Where has/does binary thinking create a barrier to your growth in your anti-racism social justice work?
Ah, I think I am lucky in this perspective that I did not grow up here and I don’t think in binary way the way that most do. Politically, my family had Communist, Green party and a Democrat always fighting about what’s best, and my brother and I were exposed to those conversations on a daily. I think that very early I understood that there are always way more than one or even two sides of any story. In the USA it seems that everyone is in that space- us vs them. I think my barriers are about the larger picture. I don’t always feel powerful enough to make a change, my doubts that I can create a change or my thoughts- Am I the right person to even step in those shoes, vs someone who is BIPOC, if that make sense.
Question to ask yourself- “What questions are missing to practice truth and reconciliation as I continue to take responsibility for racism and acknowledge it in me, around me, and in the systems, I partake in?”
If you know me, you know I often play devil’s advocate, trying to understand the world in me and around me. I see a lot of separation. My Korean sister-in-law was dismissed from her family for marrying a white guy. Many white people dismiss others for their suffering. I would love to see the world thinking of every living being as precious. I got to start with me.
I cannot embody that unless I do my work in all my relationships. I am working on finding love for even my abuser, the father of my children, which has been hard.
Facing the truth is hard for us all, but it is the only way through. I believe strongly in the Yogic principles, and Yoga, above all is teaching us to look inward and remember our Own True Nature: Which is Love.

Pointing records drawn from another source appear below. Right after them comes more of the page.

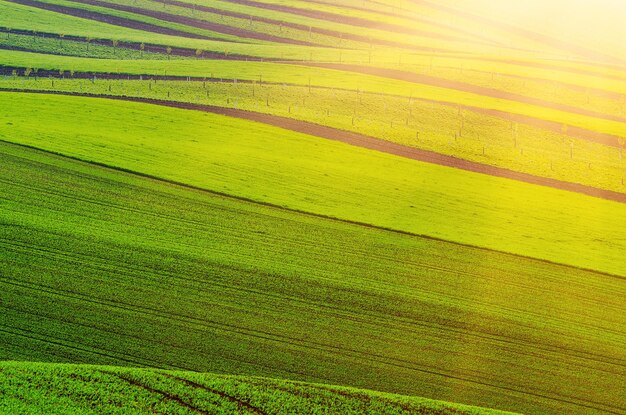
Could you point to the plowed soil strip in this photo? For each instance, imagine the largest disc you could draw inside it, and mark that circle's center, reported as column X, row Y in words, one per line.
column 342, row 19
column 553, row 126
column 312, row 29
column 113, row 20
column 368, row 142
column 215, row 27
column 241, row 403
column 147, row 47
column 528, row 34
column 461, row 86
column 556, row 127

It sounds cheesy, but I find it to be true. If my frequency is one of Love, then I can influence those around me to frequent in the same way. If we love each other, maybe we will stop separating one another by race, religion or anything else…
Thank you for your energy, time, voice and presence in studio and within the community! Sending you so much love and gratitude as you are a true force of allyship and representation of possibilities of UNITY!!